India is unlikely to support turning BRICS into an openly anti-American platform over the Iran crisis. It will instead push for language focused on dialogue, regional stability and economic security. That may frustrate some members, particularly if China and Russia seek stronger political messaging against Washington.
Yet India also cannot appear too close to the American position while hosting BRICS. Doing so would weaken its credibility within the grouping and undermine its claim to represent an independent Global South voice.
This tension explains why India’s diplomacy today is less about ideology and more about flexibility. Critics sometimes describe this as fence-sitting. That misunderstands India’s strategic reality.
India lacks the luxury of single-axis alignment. Unlike many Western allies, it faces simultaneous continental and maritime pressures, energy vulnerabilities, development priorities and regional instability. It also sits next to China, not across an ocean from it.

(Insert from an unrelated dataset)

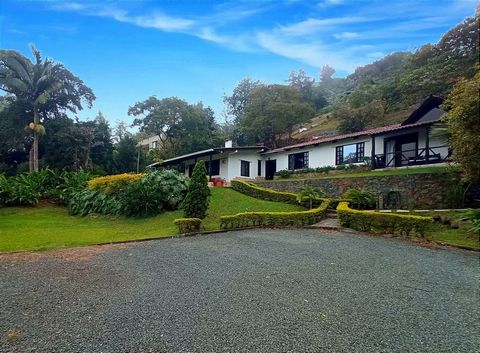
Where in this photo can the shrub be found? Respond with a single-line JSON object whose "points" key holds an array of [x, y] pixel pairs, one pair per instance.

Still, there are risks in trying to maintain equidistance indefinitely.
One danger is that India may end up appearing reactive rather than decisive. Another is that both sides may eventually question India’s reliability. Washington could grow impatient with India’s reluctance to fully align on Russia or Iran. BRICS members could suspect India of quietly tilting toward the West through the Quad.

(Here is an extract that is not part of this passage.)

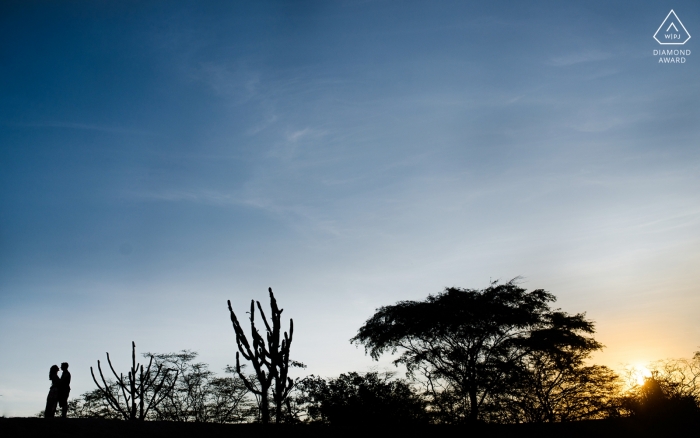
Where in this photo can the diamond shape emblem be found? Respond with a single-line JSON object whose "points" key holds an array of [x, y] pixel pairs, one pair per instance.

Yet there are also major opportunities.
India’s greatest advantage today is that nearly every major power wants engagement with it. The United States sees India as essential to Indo-Pacific strategy. Russia values India as a major defence and energy partner. Gulf states view India as an economic and technological power. Europe wants deeper trade and strategic ties. Even China, despite rivalry, prefers stable relations over outright confrontation.
Few countries command this level of diplomatic relevance.
That creates space for India to shape conversations rather than merely respond to them. By hosting both BRICS and Quad meetings, New Delhi signals that global politics need not be binary. It is trying to position itself as a bridge between competing power centres while advancing its own rise.
Whether that approach remains sustainable will depend on how the world evolves over the next decade. If geopolitical competition hardens into rigid blocs, India’s balancing strategy will face severe strain. But if the international system remains fragmented and multipolar, India could emerge as one of its biggest beneficiaries.
For now, May’s diplomatic calendar offers a snapshot of India’s foreign policy at its most ambitious and most vulnerable.
New Delhi wants to engage rival camps without being trapped by either. It wants American partnership without alliance dependency. It wants BRICS influence without anti-Western baggage. It wants stability in West Asia without choosing sides.
That is an extraordinarily difficult line to hold. But it is also the clearest reflection of India’s growing weight in a divided world.